Em cenário de hiperinflação e desemprego, o presidente Itamar Franco apostou em incentivo à indústria automobilística em 1993. O foco estava na geração de empregos e oferta de um carro popular, com preços mais acessíveis. O primeiro acordo foi firmado com a Autolatina (antiga joint venture entre Ford e Volkswagen) para a volta do Fusca. O governo federal ofereceu incentivo fiscal, reduzindo para 0,1% a alíquota do Imposto sobre Produtos Industrializados (IPI).
O Palácio do Planalto estabeleceu cotas de produção, com compromisso de contratação de novos trabalhadores. O preço do carro popular não poderia superar US$ 7 mil. O decreto estabelecia mínimo de 90% de componentes de fabricação nacional.
Pelo acerto feito em 5 de fevereiro de 1993, a Autolatina prometeu abrir 800 empregos diretos em São Bernardo do Campo, em São Paulo. O Fusca estava fora de produção desde 1986. Com a repercussão do anúncio, General Motors (GM) e Fiat exigiram o mesmo tratamento tributário.
Poucos dias depois do anúncio da volta do Fusca, a Fiat assinou protocolo de intenções para gerar mil empregos e produzir, naquele ano, 60 mil unidades da nova versão do Uno, o Mille Eletronic, motor 1.0. Em março, a GM anunciou o Chevette L, o seu carro popular.
O carro popular não era não popular. Em 23 de agosto de 1993, no relançamento do Fusca, Itamar Franco criticou o preço e disse que só poderia comprá-lo em três prestações. O Fusca chegou ao mercado custando Cr$ 600 mil, o que correspondia a 108 salários mínimos daquele mês.
O Brasil trocou a moeda de Cruzeiro para Cruzeiro Real em agosto de 1993, um ano que acumulou inflação acima de 2.000%. Os preços e o salário mínimo mudavam todos os meses, o que dificulta a comparação dos valores com os automóveis oferecidos hoje pelas montadoras. O dólar era referência, mas não podemos simplesmente aplicar o câmbio de hoje no preço dolarizado daquela época, já que os Estados Unidos também acumularam inflação em 30 anos. Diante deste cenário, busquei a comparação dos preços da época ao poder de compra dos brasileiros, considerando o salário mínimo.

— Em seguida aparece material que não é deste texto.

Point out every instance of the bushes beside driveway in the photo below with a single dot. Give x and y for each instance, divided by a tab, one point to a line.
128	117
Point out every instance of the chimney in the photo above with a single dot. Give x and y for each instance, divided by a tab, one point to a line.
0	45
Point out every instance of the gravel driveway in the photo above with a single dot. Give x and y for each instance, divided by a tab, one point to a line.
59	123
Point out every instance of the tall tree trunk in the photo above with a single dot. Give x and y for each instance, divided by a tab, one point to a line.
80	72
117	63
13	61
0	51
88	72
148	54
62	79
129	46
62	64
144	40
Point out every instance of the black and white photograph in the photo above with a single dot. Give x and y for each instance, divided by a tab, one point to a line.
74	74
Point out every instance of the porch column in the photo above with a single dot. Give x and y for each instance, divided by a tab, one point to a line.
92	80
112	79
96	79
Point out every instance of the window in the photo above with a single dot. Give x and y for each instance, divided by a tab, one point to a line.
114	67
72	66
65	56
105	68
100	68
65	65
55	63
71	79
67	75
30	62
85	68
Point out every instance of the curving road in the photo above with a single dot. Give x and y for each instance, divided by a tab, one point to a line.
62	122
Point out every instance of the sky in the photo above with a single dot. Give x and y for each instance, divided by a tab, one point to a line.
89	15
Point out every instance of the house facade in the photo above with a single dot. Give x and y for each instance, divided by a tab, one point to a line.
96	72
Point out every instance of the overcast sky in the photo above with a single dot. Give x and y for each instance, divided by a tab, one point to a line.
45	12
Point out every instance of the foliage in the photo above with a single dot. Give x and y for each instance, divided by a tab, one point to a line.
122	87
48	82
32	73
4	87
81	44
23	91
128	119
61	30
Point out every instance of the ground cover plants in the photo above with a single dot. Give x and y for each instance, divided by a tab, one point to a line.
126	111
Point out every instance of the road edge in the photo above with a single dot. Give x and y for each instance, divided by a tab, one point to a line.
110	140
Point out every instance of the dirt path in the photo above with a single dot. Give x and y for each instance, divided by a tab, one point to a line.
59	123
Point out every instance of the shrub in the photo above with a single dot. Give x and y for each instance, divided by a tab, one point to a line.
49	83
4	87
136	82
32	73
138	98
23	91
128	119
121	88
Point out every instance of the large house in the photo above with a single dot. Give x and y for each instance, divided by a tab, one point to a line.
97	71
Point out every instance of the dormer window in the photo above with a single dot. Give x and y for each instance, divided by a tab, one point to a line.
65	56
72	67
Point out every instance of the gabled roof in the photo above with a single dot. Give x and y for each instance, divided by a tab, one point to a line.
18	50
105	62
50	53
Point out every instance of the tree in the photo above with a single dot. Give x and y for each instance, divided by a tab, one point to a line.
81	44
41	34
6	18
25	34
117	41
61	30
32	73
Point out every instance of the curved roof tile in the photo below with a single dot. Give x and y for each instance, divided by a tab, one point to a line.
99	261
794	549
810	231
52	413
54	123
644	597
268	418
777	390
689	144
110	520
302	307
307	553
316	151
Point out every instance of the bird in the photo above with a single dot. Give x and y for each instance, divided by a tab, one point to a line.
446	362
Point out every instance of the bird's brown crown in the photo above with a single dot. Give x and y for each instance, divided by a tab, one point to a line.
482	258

Em outubro de 1993, o Mille Eletronic 1.0, na versão básica de duas portas, era vendido por Cr$ 1,085 milhão, equivalente a 90 salários mínimos. A Fiat oferecia 13 opcionais, que somavam mais Cr$ 427 mil. Só o ar-condicionado elevava em Cr$ 225 mil o valor do carro.
A política de incentivo aqueceu a indústria automobilística. Em 1993, foram comprados 1,061 milhão de carros nacionais novos, um recorde. Em outubro de 1994, os carros populares representavam 52% das vendas totais no Brasil. Nove modelos estavam no programa federal do carro popular. Outros modelos, fora do programa, pagavam 25% ou 30% de IPI.
Em 1995, o governo decidiu elevar o IPI dos populares e os preços subiram. Em fevereiro de 1995, por exemplo, o Corsa Wind 1.0 custava de R$ 11,5 mil e R$ 13 mil, de 164 a 185 salários mínimos.
Depois de 30 anos, o governo federal prepara anúncio de novo incentivo ao carro popular. Não é a volta do Fusca, mas uma tentativa para baratear os automóveis.